Here are a few of the predictions for labor/employment activities in the Trump administration –
- The new FLSA overtime rules which are on hold will be revised and installed with modification – expect the $455 per week salary requirement to be increased by $100 - $200 but not to the current $913 per week in the most recent regulations now on hold – automatic escalator provisions to raise the salary requirement periodically will go away.
- The federal minimum wage will be increased from $7.25 per hour to approximately $9.50 per hour over multiple years and numerous states will enact their own minimum wage requirements moving toward $13 per hour.
- E-Verify, which requires certain employers to check on the legal status of workers before hire, will be broadened to require all employers to ensure that their applicants and employees are properly documented to work – stronger enforcement will be seen in an effort to weed out the estimated 5% of the U.S. workforce which is undocumented.
- Employer paid sick leave for maternity purposes of six weeks will be enacted in hopes of staving off the initiative to modify the FMLA to make its 12 weeks fully compensable.
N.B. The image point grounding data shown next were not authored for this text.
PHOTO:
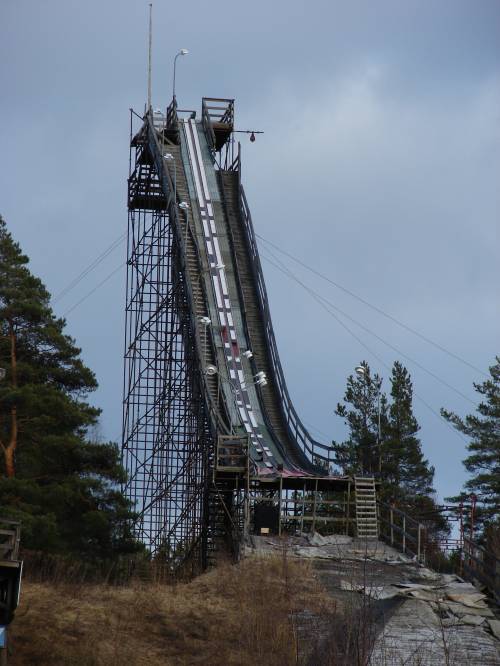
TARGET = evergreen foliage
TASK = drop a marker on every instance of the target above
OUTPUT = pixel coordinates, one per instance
(395, 454)
(483, 462)
(59, 483)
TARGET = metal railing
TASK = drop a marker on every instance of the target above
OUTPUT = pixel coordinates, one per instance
(401, 531)
(216, 110)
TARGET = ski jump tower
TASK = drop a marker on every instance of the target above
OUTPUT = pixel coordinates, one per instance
(211, 441)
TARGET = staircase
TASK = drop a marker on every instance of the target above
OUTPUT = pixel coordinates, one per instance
(194, 270)
(366, 507)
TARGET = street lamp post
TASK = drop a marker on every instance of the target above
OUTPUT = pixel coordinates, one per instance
(181, 52)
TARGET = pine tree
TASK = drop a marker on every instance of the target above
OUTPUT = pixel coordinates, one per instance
(406, 473)
(483, 463)
(61, 485)
(360, 452)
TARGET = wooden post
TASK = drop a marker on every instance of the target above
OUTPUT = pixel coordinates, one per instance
(3, 651)
(314, 506)
(279, 510)
(348, 511)
(303, 508)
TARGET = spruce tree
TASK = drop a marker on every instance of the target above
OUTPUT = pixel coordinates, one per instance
(359, 452)
(60, 484)
(483, 463)
(406, 473)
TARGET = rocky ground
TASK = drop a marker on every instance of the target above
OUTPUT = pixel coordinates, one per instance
(402, 612)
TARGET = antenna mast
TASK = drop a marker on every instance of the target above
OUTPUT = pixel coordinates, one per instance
(149, 53)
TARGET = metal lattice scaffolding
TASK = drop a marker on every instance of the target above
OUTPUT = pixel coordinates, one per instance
(166, 441)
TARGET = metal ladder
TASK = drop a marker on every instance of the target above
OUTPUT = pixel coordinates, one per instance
(366, 507)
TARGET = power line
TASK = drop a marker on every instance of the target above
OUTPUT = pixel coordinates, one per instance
(98, 260)
(375, 335)
(92, 291)
(320, 299)
(374, 307)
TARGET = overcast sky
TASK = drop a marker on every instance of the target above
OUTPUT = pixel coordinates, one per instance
(379, 167)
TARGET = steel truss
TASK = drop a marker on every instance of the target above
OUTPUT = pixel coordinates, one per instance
(167, 444)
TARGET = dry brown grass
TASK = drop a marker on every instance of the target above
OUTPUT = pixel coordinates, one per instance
(238, 615)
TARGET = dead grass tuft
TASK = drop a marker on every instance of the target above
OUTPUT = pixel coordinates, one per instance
(235, 615)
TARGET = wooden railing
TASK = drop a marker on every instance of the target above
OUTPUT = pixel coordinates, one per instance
(479, 564)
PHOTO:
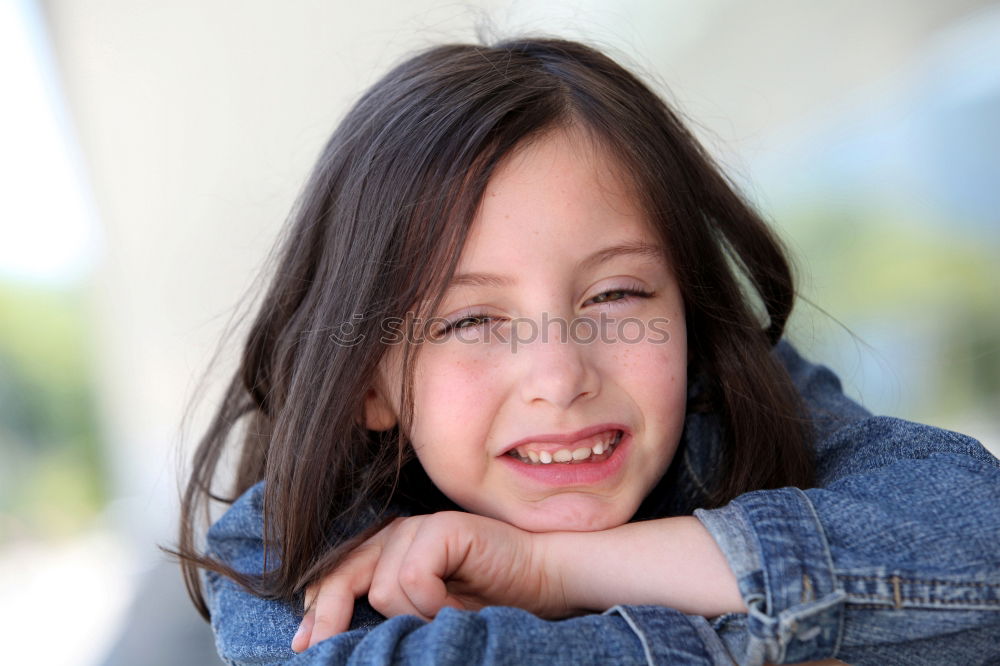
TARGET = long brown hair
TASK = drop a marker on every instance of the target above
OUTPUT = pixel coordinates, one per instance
(379, 227)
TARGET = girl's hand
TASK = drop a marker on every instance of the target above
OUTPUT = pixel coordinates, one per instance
(419, 565)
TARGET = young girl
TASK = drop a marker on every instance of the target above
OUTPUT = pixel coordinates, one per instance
(518, 384)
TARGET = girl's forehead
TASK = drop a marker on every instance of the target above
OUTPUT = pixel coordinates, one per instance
(561, 191)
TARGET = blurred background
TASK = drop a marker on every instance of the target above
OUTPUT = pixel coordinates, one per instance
(150, 151)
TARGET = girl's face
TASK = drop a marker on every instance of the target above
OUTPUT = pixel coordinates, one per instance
(551, 391)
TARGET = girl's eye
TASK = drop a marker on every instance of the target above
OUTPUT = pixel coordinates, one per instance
(613, 295)
(468, 321)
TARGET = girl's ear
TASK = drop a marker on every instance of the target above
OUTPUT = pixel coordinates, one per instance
(379, 414)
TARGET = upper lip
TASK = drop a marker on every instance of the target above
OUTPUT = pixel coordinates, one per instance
(566, 438)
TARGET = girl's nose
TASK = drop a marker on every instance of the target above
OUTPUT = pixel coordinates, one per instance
(557, 368)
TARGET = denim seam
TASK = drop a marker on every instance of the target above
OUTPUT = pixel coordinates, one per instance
(838, 642)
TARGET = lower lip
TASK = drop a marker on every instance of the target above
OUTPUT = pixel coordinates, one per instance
(576, 474)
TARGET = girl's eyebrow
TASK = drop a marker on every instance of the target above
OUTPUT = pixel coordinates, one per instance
(640, 248)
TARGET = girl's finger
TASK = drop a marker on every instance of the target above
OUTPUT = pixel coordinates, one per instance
(386, 595)
(428, 564)
(301, 640)
(333, 604)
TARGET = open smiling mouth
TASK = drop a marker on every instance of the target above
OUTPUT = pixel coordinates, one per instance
(594, 449)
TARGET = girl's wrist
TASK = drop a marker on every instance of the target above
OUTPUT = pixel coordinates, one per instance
(671, 562)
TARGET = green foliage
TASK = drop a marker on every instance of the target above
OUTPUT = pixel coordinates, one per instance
(53, 479)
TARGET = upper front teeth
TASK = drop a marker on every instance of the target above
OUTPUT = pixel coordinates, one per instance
(566, 455)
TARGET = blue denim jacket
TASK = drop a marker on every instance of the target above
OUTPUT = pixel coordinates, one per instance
(894, 558)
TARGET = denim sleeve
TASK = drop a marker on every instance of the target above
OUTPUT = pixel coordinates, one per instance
(252, 630)
(893, 559)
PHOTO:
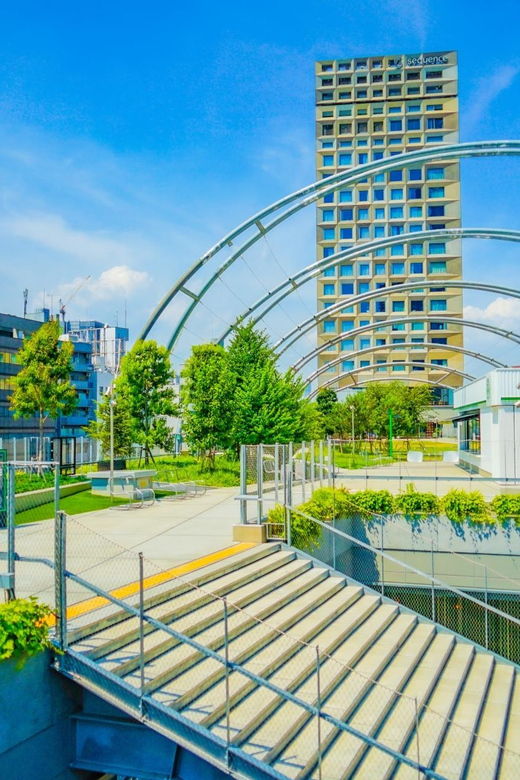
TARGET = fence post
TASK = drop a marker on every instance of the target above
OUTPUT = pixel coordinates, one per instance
(228, 705)
(433, 584)
(259, 481)
(141, 629)
(318, 707)
(60, 579)
(11, 512)
(243, 483)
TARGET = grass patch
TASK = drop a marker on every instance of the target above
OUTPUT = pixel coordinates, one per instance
(73, 505)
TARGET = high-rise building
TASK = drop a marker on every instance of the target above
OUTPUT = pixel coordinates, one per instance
(367, 109)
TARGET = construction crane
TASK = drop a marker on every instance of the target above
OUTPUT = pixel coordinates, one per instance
(63, 306)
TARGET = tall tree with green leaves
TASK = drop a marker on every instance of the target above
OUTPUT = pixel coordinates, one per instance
(43, 387)
(207, 400)
(146, 385)
(123, 429)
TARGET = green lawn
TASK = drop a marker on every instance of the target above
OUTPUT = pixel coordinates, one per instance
(73, 505)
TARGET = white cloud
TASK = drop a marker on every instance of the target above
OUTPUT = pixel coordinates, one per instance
(50, 231)
(502, 312)
(488, 89)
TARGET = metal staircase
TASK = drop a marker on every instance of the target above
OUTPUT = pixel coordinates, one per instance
(276, 666)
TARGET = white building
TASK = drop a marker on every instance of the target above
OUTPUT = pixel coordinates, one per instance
(488, 424)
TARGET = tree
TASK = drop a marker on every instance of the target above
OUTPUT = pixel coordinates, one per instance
(207, 400)
(123, 430)
(145, 386)
(43, 387)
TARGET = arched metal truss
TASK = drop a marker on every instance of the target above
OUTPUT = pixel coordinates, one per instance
(397, 347)
(507, 334)
(445, 369)
(306, 196)
(309, 273)
(364, 382)
(309, 323)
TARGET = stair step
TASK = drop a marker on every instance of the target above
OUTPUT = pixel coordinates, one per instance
(163, 668)
(263, 703)
(433, 720)
(328, 640)
(458, 739)
(176, 602)
(111, 614)
(124, 659)
(485, 756)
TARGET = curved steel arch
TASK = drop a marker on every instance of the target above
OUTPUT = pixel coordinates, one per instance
(313, 191)
(345, 374)
(309, 323)
(406, 345)
(507, 334)
(310, 272)
(364, 382)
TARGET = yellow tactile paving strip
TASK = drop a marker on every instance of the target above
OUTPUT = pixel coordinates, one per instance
(76, 610)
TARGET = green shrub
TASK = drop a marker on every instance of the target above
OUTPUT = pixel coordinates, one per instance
(23, 629)
(506, 506)
(411, 502)
(377, 501)
(460, 506)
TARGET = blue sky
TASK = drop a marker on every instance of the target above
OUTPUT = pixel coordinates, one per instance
(134, 135)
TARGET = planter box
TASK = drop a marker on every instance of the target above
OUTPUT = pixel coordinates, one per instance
(33, 498)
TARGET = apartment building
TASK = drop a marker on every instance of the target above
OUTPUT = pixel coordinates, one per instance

- The NLRB will modify its overzealous rulings restricting the rights of employers to promulgate rules and regulations pertaining to employees' use and abuse of social media and restrictions on policies and work rules within employee handbooks. The expansion of the joint employer doctrine which causes separate entities to be co-liable will eventually revert to the prior less stringent standard.
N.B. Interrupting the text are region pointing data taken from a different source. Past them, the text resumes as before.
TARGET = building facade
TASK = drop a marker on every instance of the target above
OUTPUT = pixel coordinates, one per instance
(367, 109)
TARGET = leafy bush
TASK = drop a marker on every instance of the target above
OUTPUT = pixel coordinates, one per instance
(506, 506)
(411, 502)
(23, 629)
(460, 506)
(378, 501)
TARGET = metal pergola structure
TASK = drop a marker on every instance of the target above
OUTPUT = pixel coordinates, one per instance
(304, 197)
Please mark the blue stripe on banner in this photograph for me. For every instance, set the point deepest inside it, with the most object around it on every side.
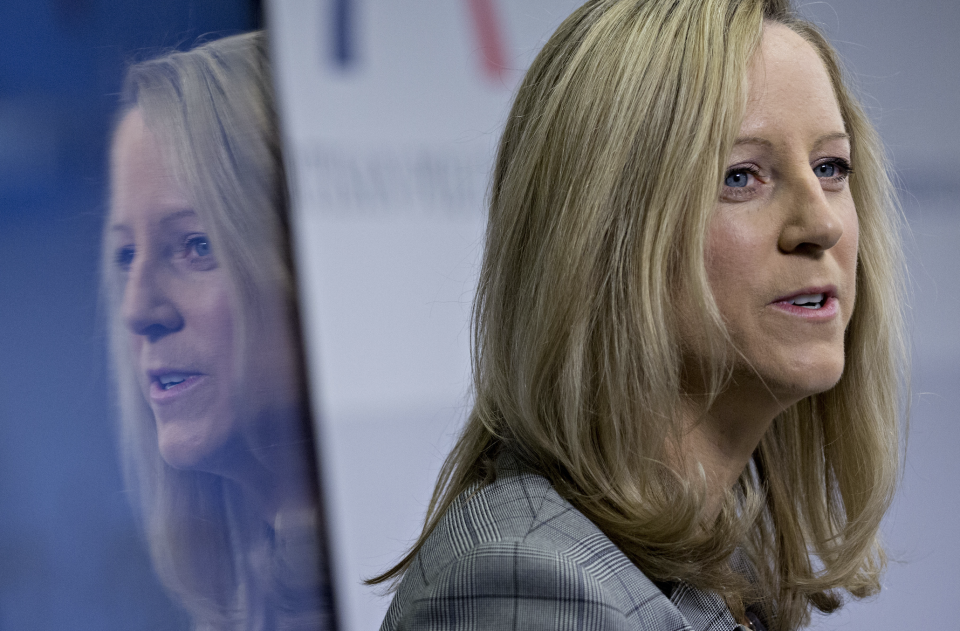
(343, 41)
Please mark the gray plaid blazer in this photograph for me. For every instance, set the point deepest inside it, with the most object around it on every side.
(516, 555)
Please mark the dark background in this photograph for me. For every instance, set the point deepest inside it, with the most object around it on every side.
(71, 556)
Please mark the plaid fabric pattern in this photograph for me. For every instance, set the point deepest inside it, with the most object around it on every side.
(516, 556)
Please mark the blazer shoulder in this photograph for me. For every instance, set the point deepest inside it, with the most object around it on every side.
(516, 553)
- OSHA's prolific promulgation of new Standards will slow dramatically and its new interpretation of restrictions on safety incentive programs and post accident drug testing will be modified to make both more workable for employers. But, the enhanced penalty structure which caused a 78% increase in fines last year will not be rolled back.
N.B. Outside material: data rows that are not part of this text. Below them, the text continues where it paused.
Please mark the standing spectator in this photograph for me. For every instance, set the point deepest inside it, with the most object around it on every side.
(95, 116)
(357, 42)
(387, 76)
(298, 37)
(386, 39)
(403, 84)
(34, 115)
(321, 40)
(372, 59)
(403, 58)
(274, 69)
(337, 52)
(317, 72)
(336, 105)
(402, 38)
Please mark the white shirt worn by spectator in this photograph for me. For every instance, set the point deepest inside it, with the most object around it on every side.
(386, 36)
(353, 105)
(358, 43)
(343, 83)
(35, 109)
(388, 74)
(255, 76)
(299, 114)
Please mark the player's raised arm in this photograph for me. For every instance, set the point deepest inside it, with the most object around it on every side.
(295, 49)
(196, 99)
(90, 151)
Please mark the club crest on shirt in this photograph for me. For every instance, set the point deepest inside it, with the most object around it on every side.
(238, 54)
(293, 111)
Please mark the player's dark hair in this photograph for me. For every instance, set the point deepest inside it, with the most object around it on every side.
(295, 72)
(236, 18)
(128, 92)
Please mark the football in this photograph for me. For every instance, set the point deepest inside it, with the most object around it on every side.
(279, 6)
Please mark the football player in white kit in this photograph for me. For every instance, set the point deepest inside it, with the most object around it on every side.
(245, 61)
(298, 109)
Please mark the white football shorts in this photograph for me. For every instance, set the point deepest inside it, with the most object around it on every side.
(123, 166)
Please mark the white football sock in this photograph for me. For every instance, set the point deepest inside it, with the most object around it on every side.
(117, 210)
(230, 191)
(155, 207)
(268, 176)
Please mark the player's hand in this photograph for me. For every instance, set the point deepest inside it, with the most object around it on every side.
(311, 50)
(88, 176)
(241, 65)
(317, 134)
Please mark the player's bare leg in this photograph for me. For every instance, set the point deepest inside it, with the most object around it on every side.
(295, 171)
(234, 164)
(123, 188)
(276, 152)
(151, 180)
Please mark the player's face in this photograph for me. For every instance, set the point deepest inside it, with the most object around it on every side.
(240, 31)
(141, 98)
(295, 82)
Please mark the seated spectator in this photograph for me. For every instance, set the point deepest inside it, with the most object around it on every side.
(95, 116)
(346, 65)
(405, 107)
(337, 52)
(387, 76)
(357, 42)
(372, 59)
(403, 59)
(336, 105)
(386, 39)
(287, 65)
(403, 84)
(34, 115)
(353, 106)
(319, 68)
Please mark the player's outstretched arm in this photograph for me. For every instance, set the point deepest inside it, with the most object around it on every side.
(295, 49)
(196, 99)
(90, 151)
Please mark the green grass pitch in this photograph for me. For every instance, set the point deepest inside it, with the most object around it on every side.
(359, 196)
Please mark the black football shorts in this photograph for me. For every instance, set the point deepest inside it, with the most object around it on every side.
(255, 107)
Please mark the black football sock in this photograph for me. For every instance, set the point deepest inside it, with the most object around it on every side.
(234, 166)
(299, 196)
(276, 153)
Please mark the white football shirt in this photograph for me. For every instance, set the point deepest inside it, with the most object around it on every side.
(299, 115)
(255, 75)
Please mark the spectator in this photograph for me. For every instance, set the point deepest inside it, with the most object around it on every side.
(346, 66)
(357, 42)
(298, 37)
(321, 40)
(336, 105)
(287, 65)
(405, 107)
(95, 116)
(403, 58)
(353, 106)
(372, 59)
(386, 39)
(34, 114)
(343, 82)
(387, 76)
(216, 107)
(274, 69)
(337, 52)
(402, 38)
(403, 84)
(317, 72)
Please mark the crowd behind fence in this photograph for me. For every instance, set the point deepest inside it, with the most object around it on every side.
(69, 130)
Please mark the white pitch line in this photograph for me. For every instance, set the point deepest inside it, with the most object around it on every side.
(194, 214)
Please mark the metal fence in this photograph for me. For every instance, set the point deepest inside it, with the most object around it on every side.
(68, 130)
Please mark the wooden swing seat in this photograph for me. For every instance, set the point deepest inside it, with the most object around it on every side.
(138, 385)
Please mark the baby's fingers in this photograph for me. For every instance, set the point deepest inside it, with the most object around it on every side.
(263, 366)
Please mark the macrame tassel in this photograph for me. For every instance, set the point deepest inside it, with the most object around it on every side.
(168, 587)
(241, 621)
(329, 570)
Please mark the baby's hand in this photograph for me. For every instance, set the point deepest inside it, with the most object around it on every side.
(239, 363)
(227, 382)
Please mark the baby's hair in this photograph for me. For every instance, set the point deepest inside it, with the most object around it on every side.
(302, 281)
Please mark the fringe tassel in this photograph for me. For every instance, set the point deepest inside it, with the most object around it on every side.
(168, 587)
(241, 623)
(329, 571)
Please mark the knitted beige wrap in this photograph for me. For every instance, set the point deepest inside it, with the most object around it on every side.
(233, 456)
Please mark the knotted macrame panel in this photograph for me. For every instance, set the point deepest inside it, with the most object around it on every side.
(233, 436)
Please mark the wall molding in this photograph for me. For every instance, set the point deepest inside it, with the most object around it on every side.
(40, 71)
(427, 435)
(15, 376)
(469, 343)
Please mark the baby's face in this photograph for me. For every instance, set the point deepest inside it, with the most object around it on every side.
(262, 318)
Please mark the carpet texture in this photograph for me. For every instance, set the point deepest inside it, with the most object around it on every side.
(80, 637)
- The Affordable Care Act will be repealed but will be replaced with a somewhat similar structure with limited federal insurance subsidies, no employer mandate, no "Cadillac tax" and competition across state lines for health insurance companies – the transition will be slower than anticipated.
- Unionization in the private sector will continue to be quite limited at about 6.7% but public sector unionization will remain at the high level of approximately 35%.
- Multi-employer pension plans will continue to face long term unfunded vested benefit shortfalls causing some employees to receive less retirement benefits than promised but Congress will not enact further legislation to correct the problem.
So, get ready for a "wild ride" in 2017 – changes are coming. If you haven't consulted with your labor and employment law counsel for some time, chances are you will be chatting in 2017.